I love her so much. (Laughs.) But I realized that as an Arab woman playing an Arab woman, I didn’t want to pull from … Rachel Weisz is an inspiration for me as an actor, but I didn’t want to pull from someone who’s not Arab, which was difficult because I also don’t know any woman in the Middle East who’s been in a situation that Layla is in. (Laughs.) I grew up in Bahrain, so I more so started to take from my conditioning and the women around me. I used the way I would respond or react to situations, and I put them under the circumstances that Layla is in.
Can you begin to describe what this role means to you at this point?
I have a feeling that when this show comes out and hopefully, if it is expansive to women all over the world, especially Middle Eastern women, I think it’ll bring on a different meaning to me. I’m still working on it, but the role gave me the ability to find confidence within myself and to trust myself, so that was a really big gift. It empowered me in many ways, and all I can hope is that it can empower others as well and open doors for Middle Eastern women to take that kind of space.
Culturally speaking, is there an authentic detail that you were glad to see on the screen?
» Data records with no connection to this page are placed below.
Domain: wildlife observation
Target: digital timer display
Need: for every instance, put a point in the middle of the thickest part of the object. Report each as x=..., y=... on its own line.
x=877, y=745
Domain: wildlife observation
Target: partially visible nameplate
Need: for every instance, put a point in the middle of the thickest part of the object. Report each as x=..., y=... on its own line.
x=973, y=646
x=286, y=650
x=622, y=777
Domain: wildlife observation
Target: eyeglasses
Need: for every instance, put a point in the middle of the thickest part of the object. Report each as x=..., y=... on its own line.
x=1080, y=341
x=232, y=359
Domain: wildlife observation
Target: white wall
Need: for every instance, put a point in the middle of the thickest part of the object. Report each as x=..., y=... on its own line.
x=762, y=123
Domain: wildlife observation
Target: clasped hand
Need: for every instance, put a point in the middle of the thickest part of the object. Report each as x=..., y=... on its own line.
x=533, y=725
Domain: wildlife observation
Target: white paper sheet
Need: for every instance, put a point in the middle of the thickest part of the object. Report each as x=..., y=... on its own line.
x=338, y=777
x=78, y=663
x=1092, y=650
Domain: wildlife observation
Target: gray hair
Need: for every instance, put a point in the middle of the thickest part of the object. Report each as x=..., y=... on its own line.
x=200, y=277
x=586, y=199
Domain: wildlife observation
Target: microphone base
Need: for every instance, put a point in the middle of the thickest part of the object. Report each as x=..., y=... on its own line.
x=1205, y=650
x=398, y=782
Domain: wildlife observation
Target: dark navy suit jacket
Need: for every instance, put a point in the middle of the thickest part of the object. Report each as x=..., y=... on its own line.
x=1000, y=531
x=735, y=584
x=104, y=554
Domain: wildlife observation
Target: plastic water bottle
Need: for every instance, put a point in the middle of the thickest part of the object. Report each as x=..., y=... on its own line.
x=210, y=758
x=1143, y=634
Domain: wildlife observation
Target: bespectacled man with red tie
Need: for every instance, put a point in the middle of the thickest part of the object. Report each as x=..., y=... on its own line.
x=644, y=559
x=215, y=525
When we filmed the modern-day streets of Egypt, I felt like I was in Egypt. Mohamed Diab, the director, put so much emphasis on the details, whether it was the writing on the storefronts or a broken watermelon on the floor or how people interact with each other. The extras were Egyptian, and the costumes … There’d be little alleyways on the set that we wouldn’t even walk through, but it felt like we were on the streets of Egypt. And that, to me, was a gift because the whole thing could’ve been done on a green screen, and I think the energy of that will exude outwardly. For Arabs, that’s really special for something of this big scale.
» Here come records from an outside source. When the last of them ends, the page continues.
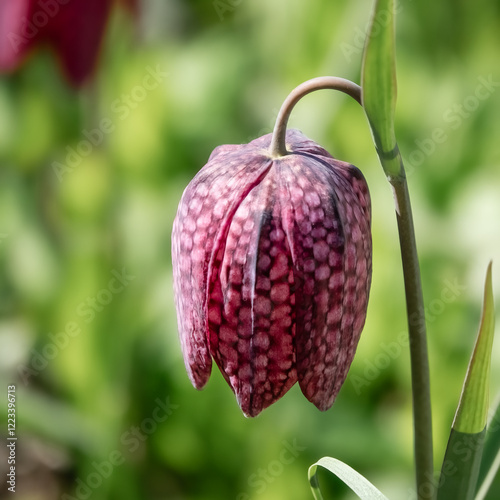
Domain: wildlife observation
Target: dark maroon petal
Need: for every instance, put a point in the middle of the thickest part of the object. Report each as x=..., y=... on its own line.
x=200, y=227
x=13, y=40
x=331, y=239
x=251, y=313
x=76, y=33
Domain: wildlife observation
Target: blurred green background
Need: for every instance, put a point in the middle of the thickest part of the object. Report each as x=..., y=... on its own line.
x=104, y=406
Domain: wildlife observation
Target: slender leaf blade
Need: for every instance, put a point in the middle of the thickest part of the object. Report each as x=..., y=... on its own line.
x=472, y=412
x=378, y=84
x=358, y=483
x=461, y=464
x=490, y=463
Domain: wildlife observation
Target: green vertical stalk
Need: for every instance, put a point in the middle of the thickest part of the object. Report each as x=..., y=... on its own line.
x=422, y=417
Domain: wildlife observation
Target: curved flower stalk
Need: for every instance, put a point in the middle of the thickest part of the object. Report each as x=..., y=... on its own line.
x=272, y=270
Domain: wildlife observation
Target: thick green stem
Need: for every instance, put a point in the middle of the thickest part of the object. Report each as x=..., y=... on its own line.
x=422, y=417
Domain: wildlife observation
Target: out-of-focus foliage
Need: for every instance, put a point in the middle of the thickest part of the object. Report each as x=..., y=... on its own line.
x=89, y=184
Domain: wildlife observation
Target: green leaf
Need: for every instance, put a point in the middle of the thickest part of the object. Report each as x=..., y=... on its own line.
x=378, y=85
x=460, y=469
x=490, y=463
x=472, y=412
x=358, y=484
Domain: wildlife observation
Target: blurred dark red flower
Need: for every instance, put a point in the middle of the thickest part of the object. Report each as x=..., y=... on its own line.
x=73, y=28
x=272, y=270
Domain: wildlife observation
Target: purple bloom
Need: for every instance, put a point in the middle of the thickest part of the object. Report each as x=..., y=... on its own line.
x=73, y=28
x=272, y=270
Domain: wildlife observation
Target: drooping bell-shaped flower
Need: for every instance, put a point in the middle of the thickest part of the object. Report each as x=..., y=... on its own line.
x=272, y=270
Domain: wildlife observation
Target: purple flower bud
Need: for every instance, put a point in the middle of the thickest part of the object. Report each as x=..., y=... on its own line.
x=272, y=270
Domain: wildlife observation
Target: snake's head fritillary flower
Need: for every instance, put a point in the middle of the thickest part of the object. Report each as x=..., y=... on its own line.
x=73, y=28
x=272, y=270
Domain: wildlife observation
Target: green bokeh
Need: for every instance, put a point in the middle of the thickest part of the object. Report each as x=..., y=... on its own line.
x=96, y=369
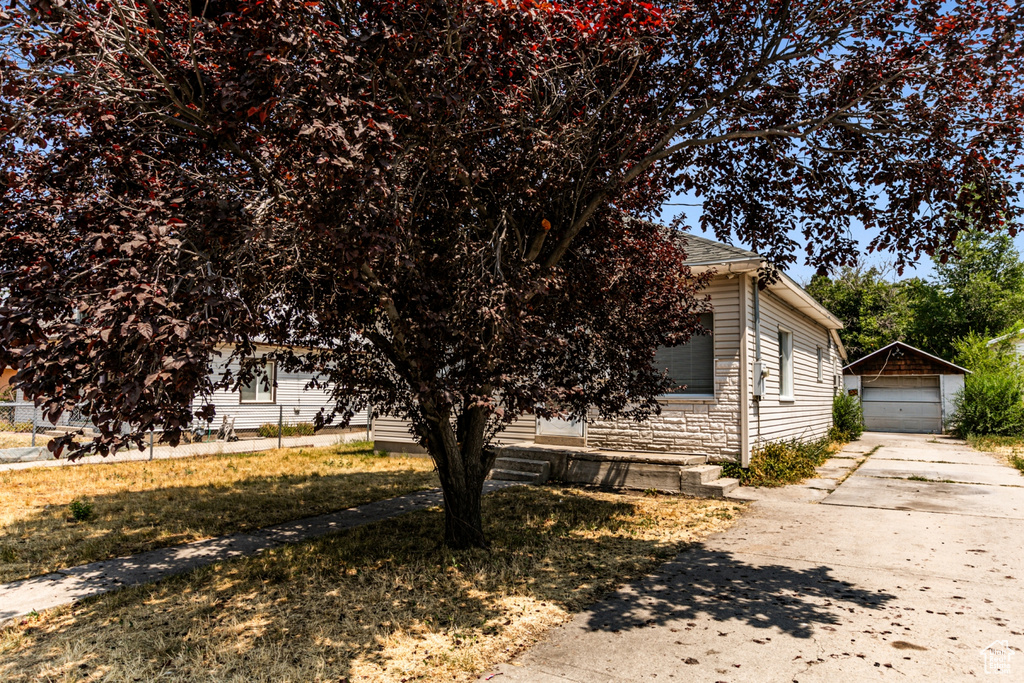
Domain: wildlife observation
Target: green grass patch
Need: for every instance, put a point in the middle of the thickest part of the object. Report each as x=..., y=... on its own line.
x=781, y=463
x=989, y=442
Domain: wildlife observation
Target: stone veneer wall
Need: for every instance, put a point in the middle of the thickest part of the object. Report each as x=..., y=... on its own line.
x=704, y=427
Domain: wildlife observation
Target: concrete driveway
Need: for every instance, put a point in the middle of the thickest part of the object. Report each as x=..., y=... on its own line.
x=867, y=573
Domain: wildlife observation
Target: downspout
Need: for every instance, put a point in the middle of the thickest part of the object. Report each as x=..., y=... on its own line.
x=757, y=352
x=744, y=376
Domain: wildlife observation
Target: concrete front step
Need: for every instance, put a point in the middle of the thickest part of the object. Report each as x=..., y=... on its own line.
x=523, y=465
x=516, y=475
x=699, y=474
x=717, y=488
x=673, y=473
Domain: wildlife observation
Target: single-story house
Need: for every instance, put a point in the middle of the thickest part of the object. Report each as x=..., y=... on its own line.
x=286, y=399
x=768, y=372
x=904, y=389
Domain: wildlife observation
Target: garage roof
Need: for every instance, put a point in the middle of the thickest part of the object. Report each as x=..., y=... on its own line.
x=900, y=358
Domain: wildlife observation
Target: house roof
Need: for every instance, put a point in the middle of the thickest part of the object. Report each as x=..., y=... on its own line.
x=887, y=351
x=705, y=254
x=701, y=251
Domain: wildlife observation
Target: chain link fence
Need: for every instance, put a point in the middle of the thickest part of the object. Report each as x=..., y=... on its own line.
x=244, y=428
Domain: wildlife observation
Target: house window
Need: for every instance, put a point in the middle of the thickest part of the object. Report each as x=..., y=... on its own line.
x=691, y=366
x=262, y=388
x=784, y=365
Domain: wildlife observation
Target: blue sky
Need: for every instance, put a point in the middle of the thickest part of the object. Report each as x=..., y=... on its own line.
x=802, y=272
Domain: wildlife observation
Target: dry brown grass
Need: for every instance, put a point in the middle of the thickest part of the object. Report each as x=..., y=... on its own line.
x=143, y=505
x=380, y=603
x=19, y=439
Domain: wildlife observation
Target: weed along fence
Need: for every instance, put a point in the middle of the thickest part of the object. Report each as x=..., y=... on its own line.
x=244, y=428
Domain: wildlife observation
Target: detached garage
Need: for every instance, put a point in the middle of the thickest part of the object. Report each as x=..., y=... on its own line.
x=904, y=389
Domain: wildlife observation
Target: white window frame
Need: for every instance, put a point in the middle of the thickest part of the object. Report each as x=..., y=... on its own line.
x=785, y=374
x=270, y=369
x=700, y=397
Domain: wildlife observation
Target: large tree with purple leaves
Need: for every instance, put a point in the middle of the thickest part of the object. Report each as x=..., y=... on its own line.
x=438, y=197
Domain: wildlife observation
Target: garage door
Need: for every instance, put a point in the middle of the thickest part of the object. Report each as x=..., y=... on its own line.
x=902, y=403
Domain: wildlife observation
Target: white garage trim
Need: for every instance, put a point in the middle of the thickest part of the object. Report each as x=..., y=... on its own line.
x=902, y=403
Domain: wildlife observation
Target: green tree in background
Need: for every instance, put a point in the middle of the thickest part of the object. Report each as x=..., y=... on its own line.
x=982, y=293
x=875, y=309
Episode four is pretty wild. What was your first reaction when you read that script?
When we all read it, we were like, “How are we gonna do this? What is this? Is this cheesy? Is this good?” And after filming it, it’s now my favorite episode. (Laughs.) I love how it ends, and I love the nuance … I think it became [everyone’s] favorite episode after we filmed it.
As far as the physical acting involved, is this the hardest thing you’ve ever done?
I’m so new in this industry, but this was challenging. I definitely don’t have to be physical on Ramy. (Laughs.) The stunt team was French; they’re incredible, and I want to work with them more. But they were kind of like, “Just go do it now.” And you’re like, “What?” So they’d have a whole obstacle for me, and I didn’t have time to second guess myself. I would just throw myself in, and sometimes I’d hurt myself. Other times, I wouldn’t. But it was fun, and that was something that taught me who Layla is. I had to push myself in without thinking, and I was like, “Oh, this is Layla.”
Decades from now, when you’re reminiscing about the making of Moon Knight, what day will you recount first?
Wow. (Calamawy ponders.) I remember I messaged Ethan [Hawke] during the rehearsals, and I was like, “I feel like our characters need a scene together.” He’s a master developer, and then the next day, he came in and was like, “So I figured out a scene that we need to put in there.” He had a whole scene mapped out. So I can’t pick a day because it was really that process. But before we filmed that scene, we were working on it with [directors] Aaron [Moorhead] and Justin [Benson], and I was offering my ideas. And I remember there was a line where I was like, “I think we need this in here.” And Ethan was like, “Cool!” and he put it in and said it. And then we filmed it. So that whole process was so empowering for me because this was Ethan Hawke. I’m not really used to the development process of things or using my voice or trusting my opinion. So that moment was really huge for me, especially when we filmed it.
Moon Knight premieres March 30 on Disney+.